2. LN is a component and early manifestation of a definable subset of breast neoplasia having a distinctive gene expression signature and characterized by as yet undefined dysregulation of hormone receptors. In terms of genetic pathogenesis, recent studies demonstrate that LN and atypical ductal hyperplasia (ADH) have a greater degree of similarity than do ADH and high-grade ductal carcinoma in situ (DCIS).[4,5] Hence, the traditional distinction between “ductal” and “lobular” may have less relevance than that between low- and high-grade early precursor lesions. Although mortality data are limited, the few studies published do not suggest that LN constitutes a short-term risk for breast cancer death.
3. Unfortunately, to our knowledge there is presently no reliable clinical test to predict cancer risk for individual women with ALH or LCIS.[7,8] We believe that multiparameter models using number of foci, age, and other histological data may eventually refine our ability to predict subsequent breast cancer events. Eventual discovery of cellular or genetic changes might also better define progression potential. The well-documented outcome differences between pathologic LN subsets (ie, minimal ALH, ALH with ductal involvement, LCIS, etc) suggest that such advances are within reach.

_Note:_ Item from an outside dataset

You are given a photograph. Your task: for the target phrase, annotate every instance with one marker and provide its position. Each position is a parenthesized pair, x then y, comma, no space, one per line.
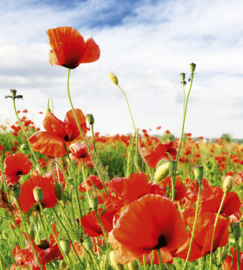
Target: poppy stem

Obviously the microscopic nature of LCIS, in addition to its complete lack of clinical detectability, represents a formidable barrier to the full elucidation of its role in breast cancer pathogenesis. Fortunately, the results of chemoprevention studies demonstrate that effective management is nonetheless possible without a detailed understanding of LCIS biology and pathogenesis. For those of us who study early events in breast cancer pathogenesis, clinical progress in the management of women with LN should emphasize not merely better prediction of which patients will develop breast cancers, but also improved ability to detect clinically occult markers of increased risk, including but by no means restricted to LN.
Financial Disclosure: The authors have no significant financial interest or other relationship with the manufacturers of any products or providers of any service mentioned in this article.